Le Groupe de soutien à l’islam et aux musulmans (JNIM) : un instrument de déstabilisation politique ?
Des informations concordantes suggèrent que l’assaut perpétré ce jour aurait été orchestré par le Groupe de soutien à l’islam et aux musulmans (JNIM). Toutefois, la rapidité d’exécution et la synchronisation parfaite de cette opération soulèvent de sérieuses interrogations. Pour plusieurs analystes régionaux, l’organisation terroriste aurait pu agir en qualité de sous-traitant pour le compte d’intérêts étatiques tiers, cherchant à manipuler le cours des événements.
Le nom du chef de l’État togolais, Faure Gnassingbé, est cité avec insistance dans les cercles diplomatiques. Il est présumé avoir apporté un soutien financier à cette opération spécifique, dans le but explicite de faire échouer l’accord imminent entre Cotonou et Niamey, dont l’actualité Niger est fortement dépendante.
La compétition portuaire : le véritable enjeu stratégique
Pour appréhender la complexité de cette situation, il est impératif de dépasser la seule lecture sécuritaire et d’analyser les dynamiques économiques sous-régionales.
Un avantage togolais menacé
Depuis la fermeture des frontières entre le Bénin et le Niger, le Port Autonome de Lomé (PAL) a assumé le rôle de principal point d’entrée et de sortie commercial pour le Niger.
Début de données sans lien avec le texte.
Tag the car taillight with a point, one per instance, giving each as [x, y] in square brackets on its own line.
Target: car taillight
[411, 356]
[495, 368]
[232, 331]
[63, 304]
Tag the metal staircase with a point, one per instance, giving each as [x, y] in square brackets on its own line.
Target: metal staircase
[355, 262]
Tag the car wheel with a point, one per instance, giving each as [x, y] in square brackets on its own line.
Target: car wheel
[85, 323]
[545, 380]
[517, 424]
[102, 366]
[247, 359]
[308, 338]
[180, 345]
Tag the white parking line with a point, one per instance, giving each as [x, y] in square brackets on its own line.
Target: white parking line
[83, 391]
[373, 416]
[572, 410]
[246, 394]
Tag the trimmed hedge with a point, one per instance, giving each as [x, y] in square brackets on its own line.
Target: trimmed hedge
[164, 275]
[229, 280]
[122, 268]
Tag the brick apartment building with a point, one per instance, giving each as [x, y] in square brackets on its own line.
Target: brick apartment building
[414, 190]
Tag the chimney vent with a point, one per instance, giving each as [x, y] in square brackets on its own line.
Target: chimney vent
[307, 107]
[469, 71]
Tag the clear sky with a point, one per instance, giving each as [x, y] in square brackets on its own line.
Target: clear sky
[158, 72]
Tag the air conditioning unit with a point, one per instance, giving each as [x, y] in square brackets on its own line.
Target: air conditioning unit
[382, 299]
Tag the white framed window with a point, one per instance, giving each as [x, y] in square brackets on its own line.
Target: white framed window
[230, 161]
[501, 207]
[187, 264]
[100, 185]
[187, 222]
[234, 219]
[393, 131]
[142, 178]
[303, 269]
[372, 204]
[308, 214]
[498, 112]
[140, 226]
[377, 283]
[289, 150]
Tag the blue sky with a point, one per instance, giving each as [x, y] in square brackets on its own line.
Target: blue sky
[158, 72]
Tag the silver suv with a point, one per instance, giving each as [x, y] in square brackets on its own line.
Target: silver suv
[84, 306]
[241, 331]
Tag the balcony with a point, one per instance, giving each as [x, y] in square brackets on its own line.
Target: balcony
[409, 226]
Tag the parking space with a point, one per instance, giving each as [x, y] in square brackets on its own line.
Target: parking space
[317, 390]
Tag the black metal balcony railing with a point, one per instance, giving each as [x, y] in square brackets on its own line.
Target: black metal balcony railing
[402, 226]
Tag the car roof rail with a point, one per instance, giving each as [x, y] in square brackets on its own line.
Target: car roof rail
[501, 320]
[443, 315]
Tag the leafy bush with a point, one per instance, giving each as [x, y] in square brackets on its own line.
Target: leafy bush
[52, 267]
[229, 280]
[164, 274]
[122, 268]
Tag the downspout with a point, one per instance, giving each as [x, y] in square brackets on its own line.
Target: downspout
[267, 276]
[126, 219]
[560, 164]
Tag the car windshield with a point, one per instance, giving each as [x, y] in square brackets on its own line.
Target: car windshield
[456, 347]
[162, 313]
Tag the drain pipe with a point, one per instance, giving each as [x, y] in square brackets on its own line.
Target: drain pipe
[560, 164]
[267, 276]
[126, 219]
Cette situation a permis au Togo de capter une part significative du flux de marchandises nigériennes, se traduisant par des bénéfices financiers considérables, renforçant ainsi sa souveraineté économique régionale.
Une normalisation des relations entre Monsieur Wadagni, représentant les intérêts béninois, et les autorités nigériennes signifierait un retour immédiat du transit des marchandises par le port de Cotonou, lequel offre une proximité géographique et une logistique plus naturelle pour le Niger. Pour Lomé, ce réalignement commercial entraînerait un manque à gagner estimé à plusieurs milliards de francs CFA.
Les répercussions sur la diplomatie régionale
En choisissant de frapper précisément au moment où les avancées diplomatiques étaient palpables, les commanditaires de cette attaque ont réussi à réinstaurer un climat de méfiance entre le Bénin et le Niger. Si l’implication de Lomé venait à être formellement établie, cela constituerait un tournant dramatique pour les relations interétatiques au sein de la sous-région, démontrant que la compétition commerciale a désormais franchi les limites du droit pour s’immiscer dans le domaine de la violence.